Warszawski Indeks Giełdowy zakończył piątkowe notowania ze spadkiem o 3,51 proc. i zamknął sesję na poziomie 66 440,82 pkt., podobnie jak WIG20 najniżej od czterech miesięcy. mWIG40 spadł o 2,9 proc. do 5252,03 pkt. - najniżej od początku października. Małe spółki zakończyły sesję najniżej od maja - spadły o 2,98 proc. do 19 807,86 pkt.
Czerwień dominowała również na innych europejskich parkietach. Niemiecki DAX spadł o 4,15 proc. francuski CAC40 tracił 4,75 proc., a hiszpański IBEX35 - 4,96. Dwuprocentowe spadki obserwowane były także w pierwszych godzinach handlu na amerykańskich giełdach.

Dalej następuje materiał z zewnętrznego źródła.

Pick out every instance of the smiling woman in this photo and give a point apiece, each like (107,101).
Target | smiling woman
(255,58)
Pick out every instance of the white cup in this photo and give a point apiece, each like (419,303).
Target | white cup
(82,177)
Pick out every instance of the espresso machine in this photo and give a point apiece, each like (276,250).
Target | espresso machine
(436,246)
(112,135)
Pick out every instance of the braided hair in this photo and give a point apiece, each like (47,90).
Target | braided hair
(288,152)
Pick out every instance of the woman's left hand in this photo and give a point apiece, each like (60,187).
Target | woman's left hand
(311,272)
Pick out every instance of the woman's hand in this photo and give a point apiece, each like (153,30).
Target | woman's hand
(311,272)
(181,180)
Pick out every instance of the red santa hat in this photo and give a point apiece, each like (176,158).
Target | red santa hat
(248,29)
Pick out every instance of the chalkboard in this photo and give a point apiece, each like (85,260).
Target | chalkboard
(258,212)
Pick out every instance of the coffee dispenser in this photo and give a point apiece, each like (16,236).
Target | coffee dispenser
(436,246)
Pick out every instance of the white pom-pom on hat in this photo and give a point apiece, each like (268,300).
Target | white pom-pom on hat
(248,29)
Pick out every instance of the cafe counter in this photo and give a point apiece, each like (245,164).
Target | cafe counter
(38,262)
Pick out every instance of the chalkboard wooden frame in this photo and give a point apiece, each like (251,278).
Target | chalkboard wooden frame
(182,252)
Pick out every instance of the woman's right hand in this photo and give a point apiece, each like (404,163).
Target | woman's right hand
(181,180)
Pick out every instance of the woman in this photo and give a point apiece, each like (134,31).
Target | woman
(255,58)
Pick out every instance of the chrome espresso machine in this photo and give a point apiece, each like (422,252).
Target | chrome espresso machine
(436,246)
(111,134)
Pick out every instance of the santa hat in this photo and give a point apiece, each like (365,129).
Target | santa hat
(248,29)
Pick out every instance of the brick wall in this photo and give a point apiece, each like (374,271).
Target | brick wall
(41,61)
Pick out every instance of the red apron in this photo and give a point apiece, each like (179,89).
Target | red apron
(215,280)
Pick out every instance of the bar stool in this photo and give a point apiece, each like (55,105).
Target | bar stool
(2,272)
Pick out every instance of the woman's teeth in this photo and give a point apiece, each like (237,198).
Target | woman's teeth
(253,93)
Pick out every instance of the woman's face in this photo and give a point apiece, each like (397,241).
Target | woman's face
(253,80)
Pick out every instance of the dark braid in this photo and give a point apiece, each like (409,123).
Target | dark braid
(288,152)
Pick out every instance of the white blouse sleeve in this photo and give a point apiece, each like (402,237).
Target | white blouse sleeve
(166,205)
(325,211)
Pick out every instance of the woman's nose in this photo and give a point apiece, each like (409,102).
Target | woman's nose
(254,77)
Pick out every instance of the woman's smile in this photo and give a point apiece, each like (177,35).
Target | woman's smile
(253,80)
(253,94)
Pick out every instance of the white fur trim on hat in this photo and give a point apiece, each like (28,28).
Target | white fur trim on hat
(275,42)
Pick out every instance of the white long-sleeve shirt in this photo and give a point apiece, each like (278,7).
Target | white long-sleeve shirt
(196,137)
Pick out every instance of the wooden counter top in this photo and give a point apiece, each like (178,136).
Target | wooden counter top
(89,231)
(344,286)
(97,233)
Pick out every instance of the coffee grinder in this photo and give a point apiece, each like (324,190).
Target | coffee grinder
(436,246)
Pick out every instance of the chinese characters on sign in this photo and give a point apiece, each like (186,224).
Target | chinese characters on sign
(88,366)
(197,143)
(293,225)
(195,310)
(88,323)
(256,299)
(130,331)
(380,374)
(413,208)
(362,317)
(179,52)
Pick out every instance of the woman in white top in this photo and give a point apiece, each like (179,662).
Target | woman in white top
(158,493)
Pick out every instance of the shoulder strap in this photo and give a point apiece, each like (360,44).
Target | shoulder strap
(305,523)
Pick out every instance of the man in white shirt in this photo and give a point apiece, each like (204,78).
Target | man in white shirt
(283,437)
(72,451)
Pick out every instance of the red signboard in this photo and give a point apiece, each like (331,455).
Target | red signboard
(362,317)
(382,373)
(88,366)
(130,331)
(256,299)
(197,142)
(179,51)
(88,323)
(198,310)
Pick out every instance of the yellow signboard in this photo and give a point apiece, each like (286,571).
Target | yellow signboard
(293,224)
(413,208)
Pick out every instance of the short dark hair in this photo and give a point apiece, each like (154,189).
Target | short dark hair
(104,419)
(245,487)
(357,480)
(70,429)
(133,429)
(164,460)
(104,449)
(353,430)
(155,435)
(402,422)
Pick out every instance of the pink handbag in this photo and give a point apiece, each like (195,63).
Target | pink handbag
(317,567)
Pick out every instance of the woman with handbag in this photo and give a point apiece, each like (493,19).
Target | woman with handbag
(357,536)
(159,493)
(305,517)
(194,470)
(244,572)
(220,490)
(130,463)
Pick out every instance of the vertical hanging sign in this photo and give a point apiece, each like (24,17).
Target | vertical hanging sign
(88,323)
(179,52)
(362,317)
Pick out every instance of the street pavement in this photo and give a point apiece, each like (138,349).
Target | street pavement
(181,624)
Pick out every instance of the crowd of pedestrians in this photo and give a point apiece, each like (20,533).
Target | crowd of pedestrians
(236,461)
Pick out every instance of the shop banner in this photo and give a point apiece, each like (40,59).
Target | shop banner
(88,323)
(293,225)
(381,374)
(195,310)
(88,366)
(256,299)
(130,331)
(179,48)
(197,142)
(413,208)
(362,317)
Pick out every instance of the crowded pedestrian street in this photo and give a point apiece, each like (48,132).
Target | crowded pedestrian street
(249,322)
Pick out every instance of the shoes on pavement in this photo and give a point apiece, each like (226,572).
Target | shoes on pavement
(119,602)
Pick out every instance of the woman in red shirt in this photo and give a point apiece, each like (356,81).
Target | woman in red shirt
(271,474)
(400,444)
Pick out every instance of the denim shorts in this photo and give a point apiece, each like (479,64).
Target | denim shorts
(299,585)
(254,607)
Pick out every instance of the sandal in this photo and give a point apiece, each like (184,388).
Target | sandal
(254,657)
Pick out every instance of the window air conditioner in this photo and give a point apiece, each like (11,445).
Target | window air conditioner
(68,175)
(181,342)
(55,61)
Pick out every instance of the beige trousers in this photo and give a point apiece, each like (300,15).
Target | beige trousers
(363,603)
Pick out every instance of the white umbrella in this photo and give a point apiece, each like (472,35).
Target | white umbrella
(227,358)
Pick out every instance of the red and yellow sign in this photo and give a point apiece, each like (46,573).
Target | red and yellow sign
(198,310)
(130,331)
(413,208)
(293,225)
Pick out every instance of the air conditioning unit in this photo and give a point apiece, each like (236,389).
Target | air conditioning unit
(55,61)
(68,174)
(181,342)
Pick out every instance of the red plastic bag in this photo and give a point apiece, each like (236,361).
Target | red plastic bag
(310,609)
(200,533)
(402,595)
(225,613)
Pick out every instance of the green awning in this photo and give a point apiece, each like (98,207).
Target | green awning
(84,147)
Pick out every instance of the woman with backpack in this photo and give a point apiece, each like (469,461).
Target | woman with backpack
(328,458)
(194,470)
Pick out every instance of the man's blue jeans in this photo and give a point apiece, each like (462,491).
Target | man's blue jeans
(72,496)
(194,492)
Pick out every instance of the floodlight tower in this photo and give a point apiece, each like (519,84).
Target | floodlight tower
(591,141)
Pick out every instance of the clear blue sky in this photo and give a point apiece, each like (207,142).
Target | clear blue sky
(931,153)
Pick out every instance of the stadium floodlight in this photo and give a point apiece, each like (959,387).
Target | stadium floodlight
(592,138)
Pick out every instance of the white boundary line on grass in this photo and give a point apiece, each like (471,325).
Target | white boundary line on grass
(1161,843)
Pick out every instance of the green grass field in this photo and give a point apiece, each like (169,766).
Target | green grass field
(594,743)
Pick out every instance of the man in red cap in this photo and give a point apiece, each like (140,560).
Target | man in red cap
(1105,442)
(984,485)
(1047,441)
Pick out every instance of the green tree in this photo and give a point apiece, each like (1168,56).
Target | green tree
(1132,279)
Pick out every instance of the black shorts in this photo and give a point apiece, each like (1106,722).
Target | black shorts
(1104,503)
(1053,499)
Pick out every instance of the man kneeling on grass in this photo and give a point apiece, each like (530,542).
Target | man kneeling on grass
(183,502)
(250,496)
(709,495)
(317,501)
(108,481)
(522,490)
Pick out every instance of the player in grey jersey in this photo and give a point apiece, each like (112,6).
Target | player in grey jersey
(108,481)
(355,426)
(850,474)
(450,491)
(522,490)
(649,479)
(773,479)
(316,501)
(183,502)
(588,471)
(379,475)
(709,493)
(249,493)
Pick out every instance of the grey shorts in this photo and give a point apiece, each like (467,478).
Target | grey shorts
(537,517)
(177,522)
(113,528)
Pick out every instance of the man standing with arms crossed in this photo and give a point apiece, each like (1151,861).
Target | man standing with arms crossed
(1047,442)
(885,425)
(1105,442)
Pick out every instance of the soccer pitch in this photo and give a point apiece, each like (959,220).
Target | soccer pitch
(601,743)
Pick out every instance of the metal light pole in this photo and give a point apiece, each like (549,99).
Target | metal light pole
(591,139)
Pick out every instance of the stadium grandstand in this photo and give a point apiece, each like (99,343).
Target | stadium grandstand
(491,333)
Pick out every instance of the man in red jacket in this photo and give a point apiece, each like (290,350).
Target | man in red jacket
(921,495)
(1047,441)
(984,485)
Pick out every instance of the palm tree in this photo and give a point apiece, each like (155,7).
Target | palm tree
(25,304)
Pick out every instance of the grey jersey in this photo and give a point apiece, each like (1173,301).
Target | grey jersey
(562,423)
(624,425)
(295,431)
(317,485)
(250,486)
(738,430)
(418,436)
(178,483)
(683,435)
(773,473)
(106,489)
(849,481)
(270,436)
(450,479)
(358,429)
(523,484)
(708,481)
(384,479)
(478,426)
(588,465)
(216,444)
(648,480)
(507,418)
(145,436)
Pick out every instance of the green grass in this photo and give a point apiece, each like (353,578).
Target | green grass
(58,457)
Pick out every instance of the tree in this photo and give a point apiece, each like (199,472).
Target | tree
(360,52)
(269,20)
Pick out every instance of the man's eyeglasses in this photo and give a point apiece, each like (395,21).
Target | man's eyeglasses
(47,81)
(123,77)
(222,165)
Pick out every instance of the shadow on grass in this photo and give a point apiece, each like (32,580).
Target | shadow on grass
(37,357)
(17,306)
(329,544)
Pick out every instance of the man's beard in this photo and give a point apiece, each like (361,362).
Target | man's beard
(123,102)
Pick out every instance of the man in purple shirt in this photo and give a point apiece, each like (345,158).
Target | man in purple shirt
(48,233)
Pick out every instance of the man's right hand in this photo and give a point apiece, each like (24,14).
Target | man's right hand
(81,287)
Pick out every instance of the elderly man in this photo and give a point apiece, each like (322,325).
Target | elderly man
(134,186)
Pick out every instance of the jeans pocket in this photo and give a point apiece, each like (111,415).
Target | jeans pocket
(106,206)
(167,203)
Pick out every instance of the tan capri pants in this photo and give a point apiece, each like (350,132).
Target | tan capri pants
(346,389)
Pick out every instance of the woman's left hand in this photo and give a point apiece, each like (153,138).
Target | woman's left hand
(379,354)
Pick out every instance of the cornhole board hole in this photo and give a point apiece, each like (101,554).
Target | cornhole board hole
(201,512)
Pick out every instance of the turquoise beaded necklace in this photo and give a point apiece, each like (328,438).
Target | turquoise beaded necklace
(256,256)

- Od początku dnia rynkami finansowymi kieruje wiadomość odnośnie pojawienia się nowego wariantu koronawirusa, który został wykryty w RPA. Uczestnicy rynku wpadli w pewnego rodzaju panikę po informacjach, jakoby wariant wirusa miałby być bardziej zaraźliwy i odporny na szczepionki, co może zostać potwierdzone dopiero po przeprowadzeniu odpowiednich badań - powiedział analityk Michael/Ström Dom Maklerski Bartosz Wałecki.
Złoty - notowania 26.11.2021
Rynkowe zamieszanie uderzyło także w złotego. W piątek przed 18 euro kosztowało ponad 4,71 zł wobec 4,68 na otwarciu.
Wyraźnie drożał frank szwajcarski. Na parze CHF/PLN obserwowaliśmy poziom powyżej 4,51 (4,47 zł rano).
- Odreagowanie złotego, które było wynikiem wypowiedzi wspierających wartość polskiej waluty ze strony premiera oraz prezesa banku centralnego, a także podwyżek stóp procentowych w regionie Europy Środkowo-Wschodniej, okazało się krótkotrwałe - zwrócił uwagę strateg rynków walutowych w PKO BP Arkadiusz Trzciołek.
- Kurs EUR/PLN zbliżył się w piątek do szczytów z wtorku przy 4,7250 w związku z wyprzedażą walut rynków wschodzących, która została wywołana poprzez pojawienie się w Republice Południowej Afryki nowego wariantu koronawirusa, który według naukowców mógłby skutecznie omijać odpowiedź odpornościową organizmu oraz charakteryzować się większą zakaźnością - dodał.